AI Image Glasses Reflections Don't Match the Scene

Generated portrait with glasses shows reflections of a window, sky, or environment that doesn't exist in the rendered scene. Why diffusion models hallucinate reflections and how to align them.

You generated a studio portrait. Black backdrop, single softbox key light, subject wearing glasses. The portrait looks great until you look at the lenses: one lens reflects what appears to be a window with daylight; the other reflects an entirely different scene — maybe a bookshelf, maybe trees. Neither matches the actual rendered environment. The two reflections also don’t match each other, which immediately breaks the photo’s believability. Same problem shows up in water surfaces, mirrors, polished metal, and even pupil catchlights.

This is the model failing at a specific physics constraint: a reflection must be a transformation of what’s actually in the scene, applied consistently across paired reflective surfaces. Diffusion models don’t know about light physics — they pattern-match what eyeglass reflections “usually look like” in their training data, which is full of windows and softboxes.

Common causes

1. Model lacks a scene-coherence prior for reflective surfaces

Diffusion models render each region semi-independently. The left lens and the right lens are generated from the same latent but with no explicit constraint that they show the same reflection. The training data has glasses with window reflections, so each lens independently samples “what reflection might appear here.”

How to spot it: Cover the rest of the image and just look at the two lenses. If they look like they came from two different photos, the model is sampling them independently.

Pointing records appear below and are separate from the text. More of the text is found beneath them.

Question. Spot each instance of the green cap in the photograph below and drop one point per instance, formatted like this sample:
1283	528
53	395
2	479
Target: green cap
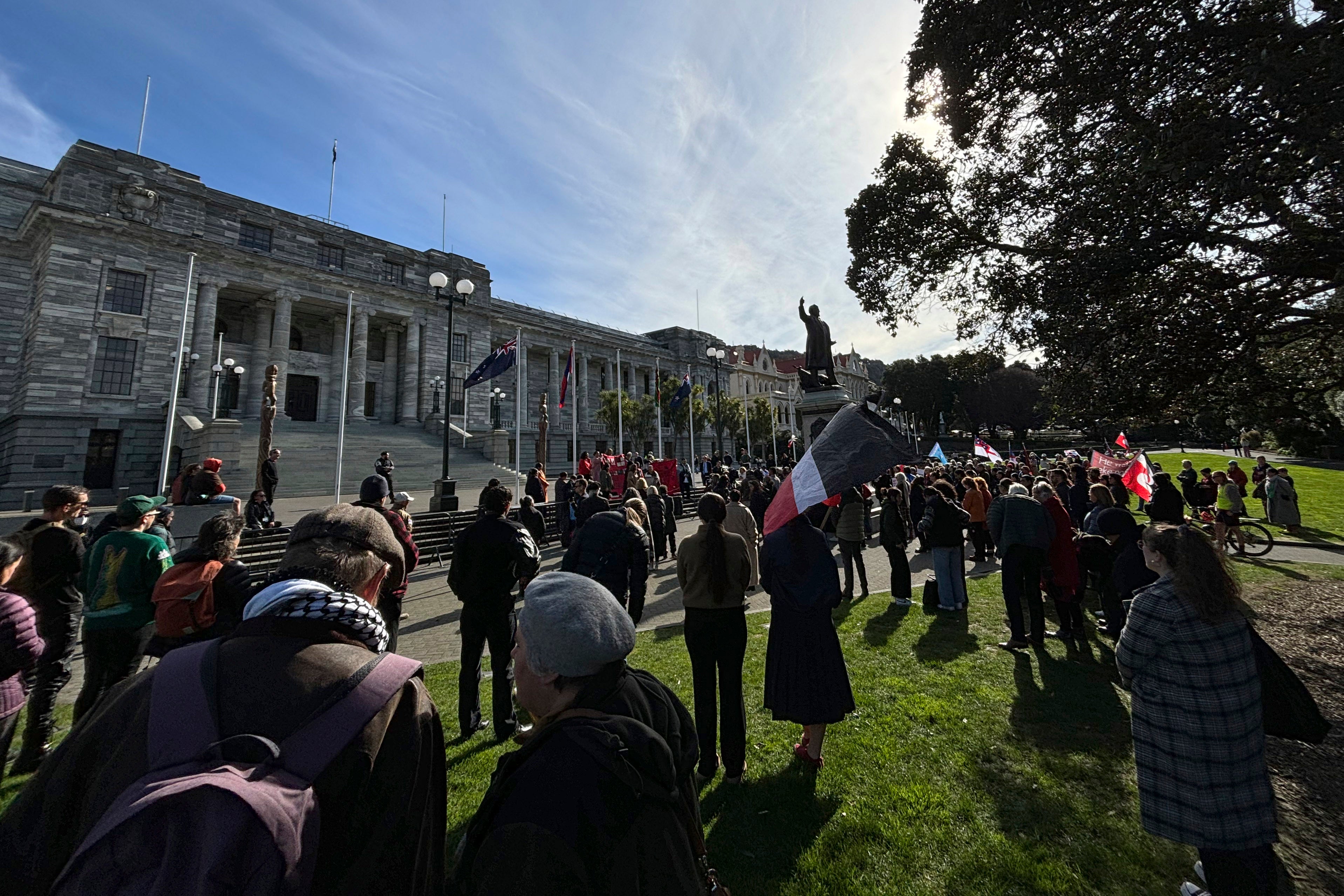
136	507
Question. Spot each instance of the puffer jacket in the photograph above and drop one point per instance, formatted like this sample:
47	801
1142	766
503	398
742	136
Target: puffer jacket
612	553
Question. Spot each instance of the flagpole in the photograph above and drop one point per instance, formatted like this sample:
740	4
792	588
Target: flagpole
144	111
574	389
518	413
344	387
331	194
177	375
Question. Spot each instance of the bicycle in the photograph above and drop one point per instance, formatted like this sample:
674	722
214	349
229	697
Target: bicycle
1257	539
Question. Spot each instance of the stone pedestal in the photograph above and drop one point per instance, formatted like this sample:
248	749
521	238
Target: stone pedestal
445	496
818	408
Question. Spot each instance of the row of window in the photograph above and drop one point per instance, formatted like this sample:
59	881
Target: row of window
257	237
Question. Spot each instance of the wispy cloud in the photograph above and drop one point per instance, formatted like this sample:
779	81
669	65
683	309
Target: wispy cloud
27	134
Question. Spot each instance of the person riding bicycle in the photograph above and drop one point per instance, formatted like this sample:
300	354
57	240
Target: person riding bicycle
1230	509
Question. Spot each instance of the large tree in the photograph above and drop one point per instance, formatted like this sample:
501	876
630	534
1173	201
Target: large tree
1151	193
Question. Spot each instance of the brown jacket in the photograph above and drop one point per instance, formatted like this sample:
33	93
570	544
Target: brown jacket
382	800
693	572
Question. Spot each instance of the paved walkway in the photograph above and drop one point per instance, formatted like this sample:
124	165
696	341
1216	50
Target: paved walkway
431	635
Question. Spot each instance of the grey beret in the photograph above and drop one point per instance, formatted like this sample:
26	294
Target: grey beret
573	627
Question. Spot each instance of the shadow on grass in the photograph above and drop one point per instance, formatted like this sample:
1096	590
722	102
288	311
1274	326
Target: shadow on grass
880	629
763	828
947	638
1074	709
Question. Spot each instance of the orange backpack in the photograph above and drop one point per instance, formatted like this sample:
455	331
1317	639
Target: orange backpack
185	598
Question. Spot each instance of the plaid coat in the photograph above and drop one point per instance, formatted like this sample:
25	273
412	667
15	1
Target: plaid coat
1199	742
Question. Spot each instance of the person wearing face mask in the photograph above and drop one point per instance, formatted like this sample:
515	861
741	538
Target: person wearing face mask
52	583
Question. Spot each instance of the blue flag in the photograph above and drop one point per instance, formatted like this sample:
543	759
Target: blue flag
499	361
682	394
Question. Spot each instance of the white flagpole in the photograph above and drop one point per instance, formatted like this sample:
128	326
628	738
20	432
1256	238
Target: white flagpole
574	405
518	414
344	389
177	375
331	194
144	111
690	425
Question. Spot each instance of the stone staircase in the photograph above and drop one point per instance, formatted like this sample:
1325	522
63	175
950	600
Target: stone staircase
308	464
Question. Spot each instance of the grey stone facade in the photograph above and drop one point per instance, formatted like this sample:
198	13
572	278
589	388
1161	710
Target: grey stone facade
93	269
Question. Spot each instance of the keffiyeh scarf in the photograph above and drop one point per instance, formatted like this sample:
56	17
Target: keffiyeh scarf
308	600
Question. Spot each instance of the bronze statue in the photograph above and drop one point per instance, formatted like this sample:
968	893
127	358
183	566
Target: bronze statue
268	418
544	425
819	367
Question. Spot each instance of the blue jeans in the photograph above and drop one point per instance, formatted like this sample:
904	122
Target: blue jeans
948	570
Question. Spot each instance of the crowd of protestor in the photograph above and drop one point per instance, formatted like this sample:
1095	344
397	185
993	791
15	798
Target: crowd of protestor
288	692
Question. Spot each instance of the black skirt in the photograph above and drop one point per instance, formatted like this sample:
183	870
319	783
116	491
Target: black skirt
806	678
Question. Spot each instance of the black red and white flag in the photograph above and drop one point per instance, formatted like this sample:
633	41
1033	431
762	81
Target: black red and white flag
855	448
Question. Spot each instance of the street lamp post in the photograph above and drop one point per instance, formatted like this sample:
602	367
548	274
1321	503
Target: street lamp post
445	490
717	356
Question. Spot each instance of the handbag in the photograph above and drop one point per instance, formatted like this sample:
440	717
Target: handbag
1289	711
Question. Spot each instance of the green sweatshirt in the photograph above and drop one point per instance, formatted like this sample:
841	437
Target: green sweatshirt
120	575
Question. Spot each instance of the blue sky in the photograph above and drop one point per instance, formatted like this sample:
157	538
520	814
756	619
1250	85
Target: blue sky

2. Background prompt and reflection prompt are contradictory

Your prompt says “studio backdrop, seamless black, dramatic lighting.” But the model has seen far more “person wearing glasses” images with window reflections than with black-studio reflections, so the prior overrides your prompt.

How to spot it: The reflection content is something common in training data (window, sky, trees) regardless of what you asked for in the scene.

3. CFG too low — prompt isn’t enforced strongly on small regions

At low CFG (3-5), the model leans on its prior for small detail regions like lenses. The big shapes obey the prompt; the small reflective surfaces don’t.

How to spot it: At CFG 7-9 the reflections become more controllable but big shapes get harsher.

4. No explicit token for reflection content

You said “wearing glasses” but never described what should be reflected. The model fills the void with the statistical average, which is daylight windows.

How to spot it: Your prompt has no mention of “reflection” or “lens” content at all.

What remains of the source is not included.